Israel did so while facing an enemy that deliberately positioned its military capability behind the human shield of the civilian population.
Hamas, like Hizballah, are expert at driving the media agenda. Both will always have people ready to give interviews condemning Israeli forces for war crimes. They are adept at staging and distorting incidents.
The IDF faces a challenge that we British do not have to face to the same extent. It is the automatic, Pavlovian presumption by many in the international media, and international human rights groups, that the IDF are in the wrong, that they are abusing human rights.

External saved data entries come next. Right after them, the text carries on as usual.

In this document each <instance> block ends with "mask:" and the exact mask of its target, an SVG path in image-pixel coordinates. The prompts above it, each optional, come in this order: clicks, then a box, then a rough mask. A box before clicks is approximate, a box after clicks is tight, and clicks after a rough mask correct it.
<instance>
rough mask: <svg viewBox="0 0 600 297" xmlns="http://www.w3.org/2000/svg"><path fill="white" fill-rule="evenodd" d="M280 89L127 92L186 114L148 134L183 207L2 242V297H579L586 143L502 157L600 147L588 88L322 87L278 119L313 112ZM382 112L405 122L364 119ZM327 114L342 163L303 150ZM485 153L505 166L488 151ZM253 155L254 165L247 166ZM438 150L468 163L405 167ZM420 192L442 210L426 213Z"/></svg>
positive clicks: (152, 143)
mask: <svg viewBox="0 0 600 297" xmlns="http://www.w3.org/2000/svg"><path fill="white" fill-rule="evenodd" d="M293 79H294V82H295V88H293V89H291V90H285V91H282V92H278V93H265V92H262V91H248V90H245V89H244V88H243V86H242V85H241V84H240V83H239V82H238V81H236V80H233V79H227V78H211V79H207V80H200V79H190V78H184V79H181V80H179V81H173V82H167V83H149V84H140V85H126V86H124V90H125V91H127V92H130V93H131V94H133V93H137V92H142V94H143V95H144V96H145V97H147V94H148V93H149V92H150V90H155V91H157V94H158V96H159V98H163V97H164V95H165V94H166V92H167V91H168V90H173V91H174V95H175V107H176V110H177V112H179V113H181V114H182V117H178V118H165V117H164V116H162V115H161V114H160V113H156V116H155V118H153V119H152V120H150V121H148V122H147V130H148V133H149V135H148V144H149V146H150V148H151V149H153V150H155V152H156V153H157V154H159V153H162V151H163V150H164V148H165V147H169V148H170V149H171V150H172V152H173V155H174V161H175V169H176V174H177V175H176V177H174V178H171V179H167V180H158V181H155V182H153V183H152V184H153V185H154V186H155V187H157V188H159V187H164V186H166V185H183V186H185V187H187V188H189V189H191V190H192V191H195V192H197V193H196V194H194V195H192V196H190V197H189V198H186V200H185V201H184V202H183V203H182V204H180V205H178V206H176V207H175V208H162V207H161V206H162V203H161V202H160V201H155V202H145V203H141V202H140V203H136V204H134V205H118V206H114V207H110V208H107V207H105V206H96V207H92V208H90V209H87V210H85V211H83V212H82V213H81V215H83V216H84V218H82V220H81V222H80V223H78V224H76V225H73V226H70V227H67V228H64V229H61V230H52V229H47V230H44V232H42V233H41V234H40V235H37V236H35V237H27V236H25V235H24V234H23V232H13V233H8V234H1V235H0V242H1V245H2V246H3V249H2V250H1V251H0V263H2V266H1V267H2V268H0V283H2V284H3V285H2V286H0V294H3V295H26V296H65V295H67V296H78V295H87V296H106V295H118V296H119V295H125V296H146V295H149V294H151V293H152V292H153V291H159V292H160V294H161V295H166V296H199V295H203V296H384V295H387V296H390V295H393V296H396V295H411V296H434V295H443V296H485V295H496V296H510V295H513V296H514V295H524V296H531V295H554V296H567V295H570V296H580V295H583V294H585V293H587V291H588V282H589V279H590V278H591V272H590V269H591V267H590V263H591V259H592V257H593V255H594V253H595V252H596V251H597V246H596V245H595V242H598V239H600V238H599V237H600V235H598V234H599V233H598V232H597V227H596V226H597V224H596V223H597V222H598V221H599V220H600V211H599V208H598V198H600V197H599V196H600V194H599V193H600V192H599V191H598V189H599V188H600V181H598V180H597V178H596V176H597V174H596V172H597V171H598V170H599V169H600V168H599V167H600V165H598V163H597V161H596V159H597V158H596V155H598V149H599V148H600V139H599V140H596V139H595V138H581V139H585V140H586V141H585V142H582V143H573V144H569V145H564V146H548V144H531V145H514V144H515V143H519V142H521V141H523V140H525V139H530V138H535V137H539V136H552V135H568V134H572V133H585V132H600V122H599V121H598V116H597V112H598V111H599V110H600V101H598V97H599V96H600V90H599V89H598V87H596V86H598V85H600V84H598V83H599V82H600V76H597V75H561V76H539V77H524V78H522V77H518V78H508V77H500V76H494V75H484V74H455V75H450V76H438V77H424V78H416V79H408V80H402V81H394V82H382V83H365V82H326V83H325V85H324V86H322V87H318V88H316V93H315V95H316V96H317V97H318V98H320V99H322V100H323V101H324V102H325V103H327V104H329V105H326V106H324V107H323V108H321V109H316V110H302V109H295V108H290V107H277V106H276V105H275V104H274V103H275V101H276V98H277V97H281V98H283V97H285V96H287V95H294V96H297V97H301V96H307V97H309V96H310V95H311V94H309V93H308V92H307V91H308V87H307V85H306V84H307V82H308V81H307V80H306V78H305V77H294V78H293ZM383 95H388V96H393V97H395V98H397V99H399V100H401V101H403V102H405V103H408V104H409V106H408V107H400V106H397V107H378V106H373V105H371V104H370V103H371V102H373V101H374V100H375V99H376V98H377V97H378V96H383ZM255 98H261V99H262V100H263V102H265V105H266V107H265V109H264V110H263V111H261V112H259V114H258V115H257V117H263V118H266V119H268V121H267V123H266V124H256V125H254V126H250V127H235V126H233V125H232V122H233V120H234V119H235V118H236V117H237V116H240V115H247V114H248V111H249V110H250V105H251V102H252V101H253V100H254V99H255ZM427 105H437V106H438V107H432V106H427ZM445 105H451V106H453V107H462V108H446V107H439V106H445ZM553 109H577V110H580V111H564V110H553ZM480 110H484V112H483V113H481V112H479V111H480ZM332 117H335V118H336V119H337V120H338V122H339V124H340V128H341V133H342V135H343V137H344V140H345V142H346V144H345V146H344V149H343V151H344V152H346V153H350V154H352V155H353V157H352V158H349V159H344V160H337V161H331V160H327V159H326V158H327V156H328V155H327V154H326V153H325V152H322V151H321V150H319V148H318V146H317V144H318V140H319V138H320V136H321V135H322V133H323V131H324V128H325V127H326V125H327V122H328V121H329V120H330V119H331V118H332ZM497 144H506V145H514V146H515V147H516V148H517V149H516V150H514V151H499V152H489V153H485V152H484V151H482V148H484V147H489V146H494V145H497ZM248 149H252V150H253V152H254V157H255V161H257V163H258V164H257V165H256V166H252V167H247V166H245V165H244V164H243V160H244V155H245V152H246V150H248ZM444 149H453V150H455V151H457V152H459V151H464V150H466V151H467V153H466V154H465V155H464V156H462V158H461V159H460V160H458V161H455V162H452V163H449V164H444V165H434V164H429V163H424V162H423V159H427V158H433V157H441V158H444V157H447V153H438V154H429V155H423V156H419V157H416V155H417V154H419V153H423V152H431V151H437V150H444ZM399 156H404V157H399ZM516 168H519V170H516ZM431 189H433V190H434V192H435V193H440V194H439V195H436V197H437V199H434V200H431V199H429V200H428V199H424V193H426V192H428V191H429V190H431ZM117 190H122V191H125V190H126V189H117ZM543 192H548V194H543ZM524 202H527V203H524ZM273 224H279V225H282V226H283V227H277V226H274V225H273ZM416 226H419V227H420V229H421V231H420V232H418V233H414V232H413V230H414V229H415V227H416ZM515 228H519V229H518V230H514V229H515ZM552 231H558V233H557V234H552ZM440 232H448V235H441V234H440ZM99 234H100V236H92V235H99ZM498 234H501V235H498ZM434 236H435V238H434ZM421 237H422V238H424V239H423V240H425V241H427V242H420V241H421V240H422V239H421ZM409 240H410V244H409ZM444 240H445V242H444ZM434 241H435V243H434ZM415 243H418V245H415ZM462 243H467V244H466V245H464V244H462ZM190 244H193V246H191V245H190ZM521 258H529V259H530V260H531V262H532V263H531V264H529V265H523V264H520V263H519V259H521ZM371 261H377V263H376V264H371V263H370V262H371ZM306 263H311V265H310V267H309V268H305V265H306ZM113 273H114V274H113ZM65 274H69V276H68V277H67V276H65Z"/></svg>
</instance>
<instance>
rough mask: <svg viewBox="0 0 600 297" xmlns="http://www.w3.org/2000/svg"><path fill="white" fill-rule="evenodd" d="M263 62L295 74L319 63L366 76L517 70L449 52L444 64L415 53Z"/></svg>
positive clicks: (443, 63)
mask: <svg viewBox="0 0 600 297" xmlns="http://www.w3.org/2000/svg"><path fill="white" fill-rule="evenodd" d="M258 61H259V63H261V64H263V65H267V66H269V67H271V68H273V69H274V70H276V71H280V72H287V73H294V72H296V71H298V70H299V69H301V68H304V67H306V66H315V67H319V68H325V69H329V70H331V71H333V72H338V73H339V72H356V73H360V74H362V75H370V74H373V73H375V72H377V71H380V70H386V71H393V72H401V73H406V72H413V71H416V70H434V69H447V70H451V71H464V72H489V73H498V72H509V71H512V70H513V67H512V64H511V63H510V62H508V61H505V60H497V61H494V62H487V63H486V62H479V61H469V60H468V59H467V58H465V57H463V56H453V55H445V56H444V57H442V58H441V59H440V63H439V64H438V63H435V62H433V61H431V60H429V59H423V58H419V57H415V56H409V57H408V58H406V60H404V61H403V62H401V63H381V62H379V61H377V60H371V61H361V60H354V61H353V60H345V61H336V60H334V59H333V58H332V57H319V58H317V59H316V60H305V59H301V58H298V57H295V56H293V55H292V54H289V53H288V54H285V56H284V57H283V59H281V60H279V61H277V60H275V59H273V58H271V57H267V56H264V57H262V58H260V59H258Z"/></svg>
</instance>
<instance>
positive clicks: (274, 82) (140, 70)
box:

The truth is that the IDF took extraordinary measures to give Gaza civilians notice of targeted areas, dropping over 2 million leaflets, and making over 100,000 phone calls. Many missions that could have taken out Hamas military capability were aborted to prevent civilian casualties. During the conflict, the IDF allowed huge amounts of humanitarian aid into Gaza. To deliver aid virtually into your enemy's hands is, to the military tactician, normally quite unthinkable. But the IDF took on those risks.
Despite all of this, of course innocent civilians were killed. War is chaos and full of mistakes. There have been mistakes by the British, American and other forces in Afghanistan and in Iraq, many of which can be put down to human error. But mistakes are not war crimes.
More than anything, the civilian casualties were a consequence of Hamas’ way of fighting. Hamas deliberately tried to sacrifice their own civilians.
Mr. President, Israel had no choice apart from defending its people, to stop Hamas from attacking them with rockets.
And I say this again: the IDF did more to safeguard the rights of civilians in a combat zone than any other army in the history of warfare.
Thank you, Mr. President.
The UNHRC could not care less about Hamas. It found Israel guilty of crimes against humanity thereby legitimizing a global campaign against the Jewish state. It's purpose was to use a report signed by a self aggrandizing useful idiots named Richard Goldstone to punish Israel and send a warning to other democracies not to fight terror too efficiently. To achieve that purpose, it ignored not only the Israeli efforts to prevent civilian casualties in Gaza but also history and geography. Ignoring the disengagement, it insisted that Gaza was still"occupied" and ignoring the fact that Gaza borders Egypt as well as Israel, it only blames Israel for the Gaza blockade.
And what about the Arab/Israeli peace process? It is dead. Every Israeli knows that giving up control of any inch of land means providing an impeccable enemy anther inch of land from where to attack it. Moreover, any attempt to defend itself will result in global opprobrium. Under such circumstances, would you give up control of such an inch of land?
Indeed, I would suggest that the Obama administration study carefully the Israeli example before it decides to turn over (actively or passively) parts of Afghanistan to the Taliban. Not everybody can be as lucky as Sharon and be spared having to watch the results of an dreadful error. They might share Olmert's fate instead.